ABOVE: Mountainous star coral (Orbicella faveolata) ready to spawn
MOTE MARINE LABORATORY

Coral reefs around the world have been in decline for decades. Since the 1960s, for example, Florida’s Coral Reef, has lost more than 90 percent of its corals. Recently, researchers have begun to outplant nursery-grown corals in an attempt to restore the reef. Applying a variation of this approach to the slow-growing, reef-supporting mountainous star coral (Orbicella faveolata), we and our colleagues at Mote Marine Laboratory in the Florida Keys were able to achieve sexually mature corals that spawned in just five years.

Mountainous star corals are grown at Mote and then outplanted to Florida reefs that suffer from disease, bleaching, or other stressors. 
MOTE MARINE LABORATORY
In 2014, we planted 20 mountainous star coral fragments in an array at Looe Key, Florida (left).
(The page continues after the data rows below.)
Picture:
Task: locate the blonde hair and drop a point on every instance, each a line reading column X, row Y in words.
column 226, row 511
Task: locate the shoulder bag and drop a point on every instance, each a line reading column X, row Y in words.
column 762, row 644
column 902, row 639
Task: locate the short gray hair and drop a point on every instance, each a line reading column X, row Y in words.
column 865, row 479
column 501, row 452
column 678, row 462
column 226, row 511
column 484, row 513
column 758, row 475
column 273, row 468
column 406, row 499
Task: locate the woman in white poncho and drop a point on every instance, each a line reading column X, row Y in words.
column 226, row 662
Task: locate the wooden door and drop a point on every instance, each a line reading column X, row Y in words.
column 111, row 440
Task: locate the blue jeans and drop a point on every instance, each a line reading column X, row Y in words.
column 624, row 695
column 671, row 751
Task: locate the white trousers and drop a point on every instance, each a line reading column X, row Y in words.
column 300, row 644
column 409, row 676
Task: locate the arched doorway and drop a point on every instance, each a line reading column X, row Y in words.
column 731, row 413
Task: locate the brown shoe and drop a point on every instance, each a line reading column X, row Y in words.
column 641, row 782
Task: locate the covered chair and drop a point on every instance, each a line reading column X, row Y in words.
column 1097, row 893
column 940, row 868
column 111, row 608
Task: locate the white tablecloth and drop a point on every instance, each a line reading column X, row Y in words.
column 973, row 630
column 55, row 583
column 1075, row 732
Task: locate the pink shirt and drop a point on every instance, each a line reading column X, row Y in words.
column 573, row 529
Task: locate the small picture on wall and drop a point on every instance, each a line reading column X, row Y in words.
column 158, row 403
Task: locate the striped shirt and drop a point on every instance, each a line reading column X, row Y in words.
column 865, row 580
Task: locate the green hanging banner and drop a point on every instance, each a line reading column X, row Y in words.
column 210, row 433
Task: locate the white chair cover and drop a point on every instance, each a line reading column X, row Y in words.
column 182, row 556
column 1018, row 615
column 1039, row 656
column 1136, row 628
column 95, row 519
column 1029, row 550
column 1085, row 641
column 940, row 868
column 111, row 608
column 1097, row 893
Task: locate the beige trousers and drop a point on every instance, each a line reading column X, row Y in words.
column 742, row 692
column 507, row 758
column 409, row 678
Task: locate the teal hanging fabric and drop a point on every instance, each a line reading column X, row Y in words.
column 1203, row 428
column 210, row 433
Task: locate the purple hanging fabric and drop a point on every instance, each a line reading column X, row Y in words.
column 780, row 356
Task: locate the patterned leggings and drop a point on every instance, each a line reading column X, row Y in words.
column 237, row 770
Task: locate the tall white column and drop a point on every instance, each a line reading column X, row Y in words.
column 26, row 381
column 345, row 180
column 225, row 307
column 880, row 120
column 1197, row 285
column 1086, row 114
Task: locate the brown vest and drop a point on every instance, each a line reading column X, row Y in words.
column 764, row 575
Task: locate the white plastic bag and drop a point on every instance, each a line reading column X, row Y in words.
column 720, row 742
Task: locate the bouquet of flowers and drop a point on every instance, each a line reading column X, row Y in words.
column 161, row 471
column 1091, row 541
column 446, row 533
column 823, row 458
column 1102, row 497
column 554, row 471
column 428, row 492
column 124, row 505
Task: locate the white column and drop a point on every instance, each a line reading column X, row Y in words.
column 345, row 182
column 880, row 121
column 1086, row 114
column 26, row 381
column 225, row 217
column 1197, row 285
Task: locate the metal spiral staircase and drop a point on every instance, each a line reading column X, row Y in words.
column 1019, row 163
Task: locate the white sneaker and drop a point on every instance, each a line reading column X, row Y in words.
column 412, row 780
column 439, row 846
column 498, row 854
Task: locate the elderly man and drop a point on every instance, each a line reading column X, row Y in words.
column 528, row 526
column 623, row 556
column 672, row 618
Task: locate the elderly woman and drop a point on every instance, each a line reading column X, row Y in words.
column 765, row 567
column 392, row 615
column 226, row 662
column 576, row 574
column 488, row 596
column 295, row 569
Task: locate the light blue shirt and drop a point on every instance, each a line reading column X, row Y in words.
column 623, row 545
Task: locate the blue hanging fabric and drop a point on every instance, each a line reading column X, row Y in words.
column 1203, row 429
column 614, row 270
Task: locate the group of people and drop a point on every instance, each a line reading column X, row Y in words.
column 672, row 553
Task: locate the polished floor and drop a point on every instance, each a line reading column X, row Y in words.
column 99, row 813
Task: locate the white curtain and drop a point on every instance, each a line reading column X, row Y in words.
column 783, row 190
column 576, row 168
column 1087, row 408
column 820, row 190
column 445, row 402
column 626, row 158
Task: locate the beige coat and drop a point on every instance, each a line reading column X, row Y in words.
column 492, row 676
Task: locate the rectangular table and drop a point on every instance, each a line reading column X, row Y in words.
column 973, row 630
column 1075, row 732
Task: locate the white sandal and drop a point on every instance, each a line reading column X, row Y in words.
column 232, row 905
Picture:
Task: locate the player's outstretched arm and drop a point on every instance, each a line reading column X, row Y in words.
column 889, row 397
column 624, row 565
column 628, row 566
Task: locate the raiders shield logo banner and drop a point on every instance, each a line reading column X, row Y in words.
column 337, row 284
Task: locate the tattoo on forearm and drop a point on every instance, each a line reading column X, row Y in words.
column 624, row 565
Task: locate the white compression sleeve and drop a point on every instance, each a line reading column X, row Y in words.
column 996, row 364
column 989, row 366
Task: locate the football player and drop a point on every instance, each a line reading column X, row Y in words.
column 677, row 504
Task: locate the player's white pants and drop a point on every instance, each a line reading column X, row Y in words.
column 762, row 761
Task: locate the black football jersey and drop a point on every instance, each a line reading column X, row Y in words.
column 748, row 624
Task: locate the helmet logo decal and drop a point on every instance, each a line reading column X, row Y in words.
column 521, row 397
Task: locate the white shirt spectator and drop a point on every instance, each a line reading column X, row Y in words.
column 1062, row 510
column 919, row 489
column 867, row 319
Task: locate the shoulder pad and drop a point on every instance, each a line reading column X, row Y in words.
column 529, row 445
Within just two years, those fragments fused into a single colony (right) as large as a naturally occurring colony that is several decades old. 
MOTE MARINE LABORATORY
In July 2020, we inspected the outplanted O. faveolata visually and used an underwater hand drill to extract small core samples, which revealed strings of developed pink-orange eggs and ribbons of sperm.
HANNA KOCH, MOTE MARINE LABORATORY
A couple of weeks later, the corals spawned, broadcasting the gametes into the ocean to produce the next generation of corals.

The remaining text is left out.